Four families celebrated the final step of their adoptions with the public Friday. As part of National Adoption Day, Starke Circuit Court welcomed the public to watch the normally-closed-door adoption hearings.

Those attending got a chance to hear a firsthand account of the impact that adoption can have on a child’s life. Judge Kim Hall introduced Paige Hodge, who first appeared in his courtroom under trying circumstances. “About four years ago, here in Starke County, two parents offered their 12-year-old daughter to a 22-year-old man for a sexual relationship in exchange for drugs,” Hall said. “At 12 years old, their daughter got pregnant.”

Hall said that both parents and the man were arrested, prosecuted, and convicted, while Paige was removed from the household and gave birth to a son. On Friday, she returned to Starke Circuit Court to share her experience. “When I first walked in this courtroom, I was 12, and when I walked in, I was so scared,” she recalled. “I didn’t know what was going to happen, didn’t know where I was going to go. And that continued for many years. I went from placement to placement, about 11 within the time of three years, and then I was finally sent to White’s.”

Hannah, Oakley, and Paige

While she was in the residential facility, Paige wasn’t able to have her son, Oakley, with her. But she did meet Hannah, a staff member who eventually became her mom and reunited Paige with Oakley permanently.

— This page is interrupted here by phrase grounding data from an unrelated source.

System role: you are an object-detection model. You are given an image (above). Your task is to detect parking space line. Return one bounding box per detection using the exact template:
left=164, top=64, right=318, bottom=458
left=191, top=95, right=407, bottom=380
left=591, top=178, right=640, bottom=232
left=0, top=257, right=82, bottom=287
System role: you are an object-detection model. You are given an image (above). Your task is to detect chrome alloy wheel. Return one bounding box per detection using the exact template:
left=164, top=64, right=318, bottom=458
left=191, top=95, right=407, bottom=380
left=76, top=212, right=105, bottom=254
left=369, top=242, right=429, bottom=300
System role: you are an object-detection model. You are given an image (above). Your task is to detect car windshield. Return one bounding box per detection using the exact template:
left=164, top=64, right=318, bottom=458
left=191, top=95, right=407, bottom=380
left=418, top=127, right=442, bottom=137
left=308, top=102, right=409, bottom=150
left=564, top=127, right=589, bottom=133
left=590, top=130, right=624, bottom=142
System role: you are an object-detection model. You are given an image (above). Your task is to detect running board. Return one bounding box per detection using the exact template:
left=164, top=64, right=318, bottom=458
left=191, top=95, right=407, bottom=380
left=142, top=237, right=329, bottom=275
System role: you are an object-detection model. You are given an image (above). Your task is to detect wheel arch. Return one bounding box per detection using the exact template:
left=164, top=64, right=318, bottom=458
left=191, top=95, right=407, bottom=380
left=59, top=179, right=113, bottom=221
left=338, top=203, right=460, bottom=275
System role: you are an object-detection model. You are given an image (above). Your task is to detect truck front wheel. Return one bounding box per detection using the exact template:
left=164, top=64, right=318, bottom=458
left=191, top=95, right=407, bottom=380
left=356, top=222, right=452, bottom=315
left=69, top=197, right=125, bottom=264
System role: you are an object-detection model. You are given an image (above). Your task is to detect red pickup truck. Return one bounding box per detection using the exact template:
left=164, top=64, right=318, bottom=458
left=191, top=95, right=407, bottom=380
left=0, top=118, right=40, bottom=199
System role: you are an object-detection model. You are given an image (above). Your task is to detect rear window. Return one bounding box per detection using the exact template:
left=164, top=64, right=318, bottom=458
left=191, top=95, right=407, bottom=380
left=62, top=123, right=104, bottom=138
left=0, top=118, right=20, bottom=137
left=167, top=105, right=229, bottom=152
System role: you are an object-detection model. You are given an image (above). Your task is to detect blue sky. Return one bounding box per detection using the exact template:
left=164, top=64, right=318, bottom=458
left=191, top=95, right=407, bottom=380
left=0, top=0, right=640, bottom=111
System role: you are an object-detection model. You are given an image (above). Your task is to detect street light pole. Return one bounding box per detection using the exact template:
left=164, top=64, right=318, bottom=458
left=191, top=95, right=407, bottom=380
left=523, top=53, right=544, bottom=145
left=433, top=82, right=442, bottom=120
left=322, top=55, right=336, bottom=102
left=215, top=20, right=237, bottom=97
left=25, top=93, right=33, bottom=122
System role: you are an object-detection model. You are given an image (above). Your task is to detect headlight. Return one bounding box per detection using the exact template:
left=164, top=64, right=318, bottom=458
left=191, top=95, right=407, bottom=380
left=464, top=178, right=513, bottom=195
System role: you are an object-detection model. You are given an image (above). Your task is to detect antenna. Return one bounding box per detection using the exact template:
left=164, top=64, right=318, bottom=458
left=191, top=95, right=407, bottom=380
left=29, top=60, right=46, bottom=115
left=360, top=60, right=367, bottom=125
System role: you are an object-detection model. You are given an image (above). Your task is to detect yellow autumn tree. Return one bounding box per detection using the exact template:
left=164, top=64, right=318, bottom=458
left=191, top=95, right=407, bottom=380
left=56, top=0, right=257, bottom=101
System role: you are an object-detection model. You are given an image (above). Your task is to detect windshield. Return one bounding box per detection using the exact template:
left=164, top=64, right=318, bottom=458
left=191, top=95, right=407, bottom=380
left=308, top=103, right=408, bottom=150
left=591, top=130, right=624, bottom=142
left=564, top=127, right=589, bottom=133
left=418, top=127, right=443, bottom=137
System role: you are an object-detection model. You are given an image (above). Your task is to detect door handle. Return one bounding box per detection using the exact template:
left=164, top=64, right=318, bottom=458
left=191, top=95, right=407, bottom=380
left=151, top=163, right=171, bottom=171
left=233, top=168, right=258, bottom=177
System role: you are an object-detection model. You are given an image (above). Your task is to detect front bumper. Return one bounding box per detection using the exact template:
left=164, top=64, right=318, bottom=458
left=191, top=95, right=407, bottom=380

Hannah said Paige has grown from being a victim to a survivor. “The only way I can explain it is it was God’s calling to get her,” Hanna said. “I didn’t even ask my husband before taking her in and contacting her county. . . . My kids are two and four, so taking in, at the time, a 15-year-old was crazy, but she’s fit right in and so has Oakley, and she’s just always been ours, before she was.”

Paige said that while it was rocky in the beginning, somehow, they all got along. “Really, adoption is trial and error,” she said. “You don’t really know what you’re going to get, but you get it anyway. But the thing is with adoption, you try as hard as you can. You don’t just get something and let it go, which is what my mom did. So yeah, here I am. I’m a senior. I have full custody of my son. I graduate in May, and I’m as happy as could be.”

Judge Hall says the goal of opening the adoption hearings to the public once a year is to promote the option to those who might be considering it. “Fortunately, in this county, we have so many people willing to step up and fill that role as a parent,” Hall says, “whether they be grandparents – I’ve even had great-grandparents adopt children and aunts and uncles and cousins and then even friends and associates and foster parents, for sure.” Hall estimates that he sees 20 to 30 uncontested adoptions a year.